Ce n'est ensuite qu'au second semestre 1996 qu'il réussira à obtenir de l'interféron-bêta. Gout m'en avait alors déjà parlé, quelques mois auparavant, comme "expérimental". Vu comment il avait tourné ses propos, j'avais compris qu'il laissait la porte entrouverte au cas où j'aurais voulu m'y engouffrer, mais on n'aura jamais le fin mot de l'histoire


Il commence le traitement très rapidement, dans l'espoir aussi manifeste qu'abusif que cela fera refluer ses symptômes et que cela guérira sa bête (son neuro aurait dû lui traduire la notice avant...) : "il semblerait que ce soit une panacée. J'y vois un espoir, et accepte sans délai d'en devenir sujet" (p. 128) ; "chaque matin, j'essaye de voir si mon état évolue, mais pendant les deux premières semaines rien ne semble se passer" (p. 129). Donc forcément, cela ne se passe pas comme escompté : "les jours qui suivent, je périclite : les effets secondaires sont terribles et me rendent vraiment malade. Je ne sens plus ma jambe gauche [...]. Je lui [à mon docteur] dis que j'arrête le traitement. Il me confirme qu'il sait, oui, que c'est ce qu'on va faire. Il me dit qu'il y a une place à l'hôpital de jour et que je vais reprendre un bolus de cortisone" (pp. 130-131). Là, j'ai très mal à mon Farrugia : si on lui traite ça à coup de bolus de cortisone, ce qui le gêne est beaucoup moins un effet secondaire de l'interféron-bêta, que... une nouvelle poussée, que ne suppriment pas les interférons-bêta. Et son neuro ne le lui a donc pas fait comprendre ?
Il décide, à cette occasion, de quitter son neuro pour s'en trouver un autre. La raison de ce divorce n'a toutefois rien à voir avec le gros malentendu sur l'efficacité du traitement, mais avec la suggestion que le neuro lui fait alors, fort pertinemment à mon avis, de mettre un peu la pédale douce sur le boulot : "C'est à l'hôpital qu'il viendra me voir et me dira : 'vous devriez prendre un mi-temps thérapeutique' [...] Il n'avait pas compris [...] que mon seul médicament valable était le travail" (p. 131).

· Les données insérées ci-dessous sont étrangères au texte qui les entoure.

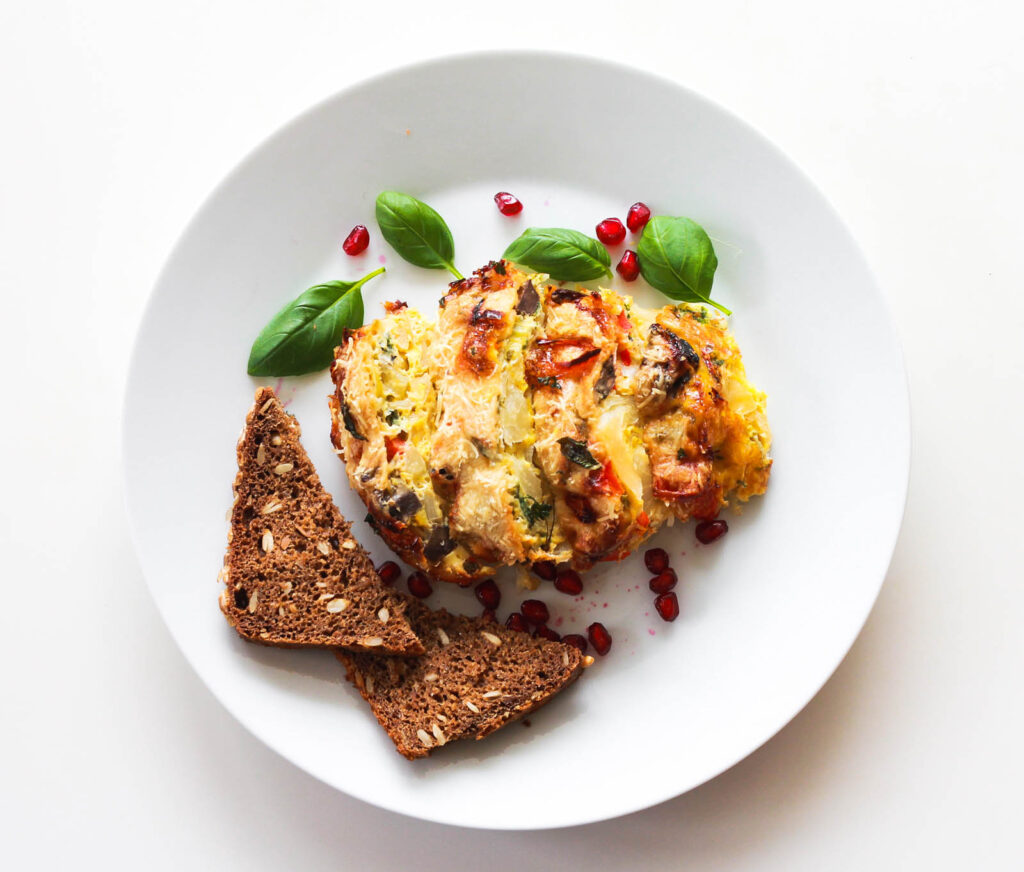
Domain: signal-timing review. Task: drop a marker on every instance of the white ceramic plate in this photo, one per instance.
(767, 613)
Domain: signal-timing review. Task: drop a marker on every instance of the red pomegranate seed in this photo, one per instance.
(708, 531)
(668, 606)
(487, 594)
(656, 560)
(664, 581)
(419, 585)
(568, 581)
(629, 266)
(535, 611)
(389, 572)
(356, 242)
(577, 641)
(507, 204)
(545, 569)
(517, 621)
(599, 638)
(637, 217)
(610, 231)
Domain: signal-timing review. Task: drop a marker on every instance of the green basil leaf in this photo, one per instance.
(579, 453)
(530, 509)
(302, 336)
(416, 231)
(565, 255)
(678, 259)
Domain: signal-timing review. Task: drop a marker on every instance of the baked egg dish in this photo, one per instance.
(534, 422)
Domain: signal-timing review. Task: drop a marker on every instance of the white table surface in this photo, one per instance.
(119, 118)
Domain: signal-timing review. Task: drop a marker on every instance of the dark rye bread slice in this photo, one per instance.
(474, 678)
(296, 577)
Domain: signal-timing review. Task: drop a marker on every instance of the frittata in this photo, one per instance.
(534, 422)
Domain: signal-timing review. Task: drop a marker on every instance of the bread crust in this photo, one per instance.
(294, 575)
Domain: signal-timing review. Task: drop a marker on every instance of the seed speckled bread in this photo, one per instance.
(295, 576)
(474, 678)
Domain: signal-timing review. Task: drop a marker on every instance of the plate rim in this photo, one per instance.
(282, 131)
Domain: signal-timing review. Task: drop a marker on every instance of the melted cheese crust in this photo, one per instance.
(535, 423)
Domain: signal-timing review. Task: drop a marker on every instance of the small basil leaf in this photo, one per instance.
(678, 259)
(302, 336)
(530, 509)
(578, 453)
(565, 255)
(416, 231)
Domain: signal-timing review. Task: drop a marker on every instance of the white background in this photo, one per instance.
(120, 118)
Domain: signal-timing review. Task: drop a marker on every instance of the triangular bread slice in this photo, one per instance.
(296, 577)
(475, 677)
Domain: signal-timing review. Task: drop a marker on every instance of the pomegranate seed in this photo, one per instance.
(577, 641)
(664, 581)
(507, 204)
(487, 594)
(708, 531)
(610, 231)
(535, 611)
(668, 606)
(516, 621)
(637, 217)
(356, 242)
(568, 581)
(629, 266)
(599, 638)
(545, 569)
(656, 560)
(419, 585)
(389, 572)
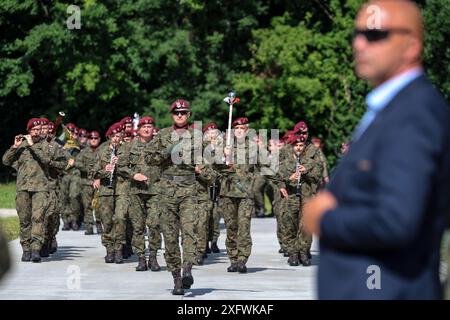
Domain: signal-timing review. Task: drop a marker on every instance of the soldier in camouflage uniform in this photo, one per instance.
(144, 200)
(179, 187)
(85, 163)
(5, 262)
(103, 173)
(29, 156)
(300, 174)
(236, 199)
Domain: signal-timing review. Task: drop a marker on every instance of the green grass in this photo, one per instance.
(10, 227)
(8, 196)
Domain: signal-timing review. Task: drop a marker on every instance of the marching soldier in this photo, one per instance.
(300, 173)
(236, 200)
(29, 156)
(179, 186)
(85, 162)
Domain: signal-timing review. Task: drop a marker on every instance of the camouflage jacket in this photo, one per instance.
(85, 162)
(121, 185)
(310, 180)
(135, 163)
(32, 165)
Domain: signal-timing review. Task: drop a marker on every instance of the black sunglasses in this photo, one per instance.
(374, 35)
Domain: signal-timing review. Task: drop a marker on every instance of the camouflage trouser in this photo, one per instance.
(203, 214)
(144, 210)
(31, 208)
(87, 193)
(51, 220)
(76, 205)
(237, 214)
(258, 191)
(120, 220)
(106, 212)
(64, 198)
(293, 234)
(278, 207)
(214, 224)
(180, 212)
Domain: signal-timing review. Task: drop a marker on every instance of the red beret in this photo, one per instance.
(115, 128)
(94, 134)
(239, 121)
(33, 122)
(146, 120)
(209, 126)
(179, 105)
(300, 126)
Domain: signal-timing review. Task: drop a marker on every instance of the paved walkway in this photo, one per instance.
(77, 271)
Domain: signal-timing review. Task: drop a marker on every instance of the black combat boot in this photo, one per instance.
(118, 258)
(99, 228)
(187, 278)
(178, 284)
(54, 246)
(304, 259)
(214, 247)
(26, 256)
(89, 230)
(241, 267)
(35, 256)
(293, 260)
(142, 264)
(109, 258)
(232, 267)
(153, 263)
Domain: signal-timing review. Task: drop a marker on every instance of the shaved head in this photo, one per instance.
(378, 61)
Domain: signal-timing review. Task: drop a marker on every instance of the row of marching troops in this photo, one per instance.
(136, 186)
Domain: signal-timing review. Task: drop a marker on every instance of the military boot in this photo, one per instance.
(54, 246)
(118, 258)
(242, 268)
(178, 284)
(187, 278)
(232, 267)
(293, 260)
(153, 263)
(99, 228)
(35, 256)
(26, 256)
(142, 264)
(89, 230)
(214, 247)
(304, 259)
(109, 258)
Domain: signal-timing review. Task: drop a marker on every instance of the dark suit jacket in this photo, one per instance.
(393, 193)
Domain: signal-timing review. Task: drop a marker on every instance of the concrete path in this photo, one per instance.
(78, 271)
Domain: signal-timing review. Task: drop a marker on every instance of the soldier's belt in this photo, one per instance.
(179, 179)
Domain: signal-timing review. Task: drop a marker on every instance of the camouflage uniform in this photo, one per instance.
(237, 206)
(179, 195)
(144, 200)
(85, 162)
(32, 190)
(293, 235)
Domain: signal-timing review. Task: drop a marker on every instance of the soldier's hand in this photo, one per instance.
(140, 177)
(284, 193)
(294, 176)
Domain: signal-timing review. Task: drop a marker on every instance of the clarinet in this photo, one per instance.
(298, 188)
(111, 178)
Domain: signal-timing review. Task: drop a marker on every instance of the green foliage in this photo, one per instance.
(288, 60)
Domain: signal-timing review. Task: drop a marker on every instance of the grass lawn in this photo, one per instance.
(8, 195)
(10, 227)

Sur ce point en particulier, il m'est très difficile d'avoir une interprétation sereine. Dans les pages précédentes, Farrugia parle de (certaines de, la plupart de, toutes ?) ses poussées. Première alerte, donc, juste après le décès de Bruno Carette ; deuxième alerte : "un jour de 1990, on est en plein tournage [...] je suis en train de courir, mes jambes se dérobent sous moi [...] On tourne de manière compulsive, je suis fatigué [...] Mais ça ne justifie pas [...] que je n'arrive plus à me baisser pour lacer mes chaussures [...] que je ne puisse plus courir non plus" (pp. 79-80). Troisième alerte pendant qu'il bossait sur Les Nuls, l'Emission : "je me souviens d'être rentré chez moi fatigué, épuisé" (p. 90). Une autre en 1994 pendant la promo de la Cité de la Peur : "on est aplatis de fatigue, non écrasés plutôt, non non désagrégés [...] ce film, notre film, me fait boire le calice en même temps que la lie" (p. 112).

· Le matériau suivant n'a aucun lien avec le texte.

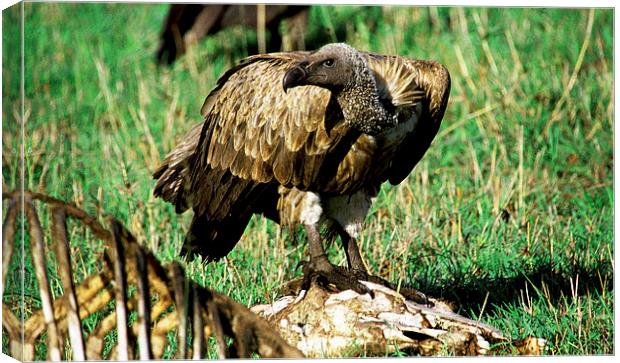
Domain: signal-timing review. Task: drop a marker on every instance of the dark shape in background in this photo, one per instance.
(188, 23)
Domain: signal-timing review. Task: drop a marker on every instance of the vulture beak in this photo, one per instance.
(295, 76)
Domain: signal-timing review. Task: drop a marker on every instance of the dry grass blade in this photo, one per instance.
(8, 232)
(216, 324)
(144, 321)
(14, 329)
(121, 292)
(38, 257)
(180, 288)
(197, 324)
(61, 242)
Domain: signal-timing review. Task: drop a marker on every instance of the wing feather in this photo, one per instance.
(254, 131)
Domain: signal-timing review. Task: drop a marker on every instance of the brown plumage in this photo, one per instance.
(188, 23)
(303, 137)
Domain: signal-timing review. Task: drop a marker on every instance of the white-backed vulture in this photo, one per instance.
(188, 23)
(303, 137)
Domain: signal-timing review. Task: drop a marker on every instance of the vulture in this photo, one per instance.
(187, 23)
(303, 138)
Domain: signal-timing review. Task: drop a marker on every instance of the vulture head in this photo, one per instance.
(343, 70)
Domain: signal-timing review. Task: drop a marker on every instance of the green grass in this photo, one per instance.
(509, 215)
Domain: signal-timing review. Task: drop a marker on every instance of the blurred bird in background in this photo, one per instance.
(186, 24)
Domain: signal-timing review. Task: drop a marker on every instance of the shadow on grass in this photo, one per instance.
(469, 294)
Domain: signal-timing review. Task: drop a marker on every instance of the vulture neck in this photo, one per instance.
(361, 106)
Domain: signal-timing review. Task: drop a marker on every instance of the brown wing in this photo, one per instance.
(258, 133)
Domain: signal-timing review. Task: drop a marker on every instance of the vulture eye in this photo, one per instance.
(328, 63)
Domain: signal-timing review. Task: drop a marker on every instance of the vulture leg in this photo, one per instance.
(359, 270)
(352, 251)
(321, 271)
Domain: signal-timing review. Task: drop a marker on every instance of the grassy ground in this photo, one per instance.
(509, 216)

Bref, travailler comme un dingue, dans son cas, était-ce réellement, comme il le dit, l'antidote, ou le poison ?
Enfin tout ça me rend perplexe. Les opinions thérapeutiques de Dominique m'échappent, je ne les partage absolument pas, et dans le même temps chacun gère sa sep à sa façon, "chacun sa merde"

Ma chaise se dérobe sous mes fesses, et pourtant je comprends totalement la réponse de Lyon-Caen.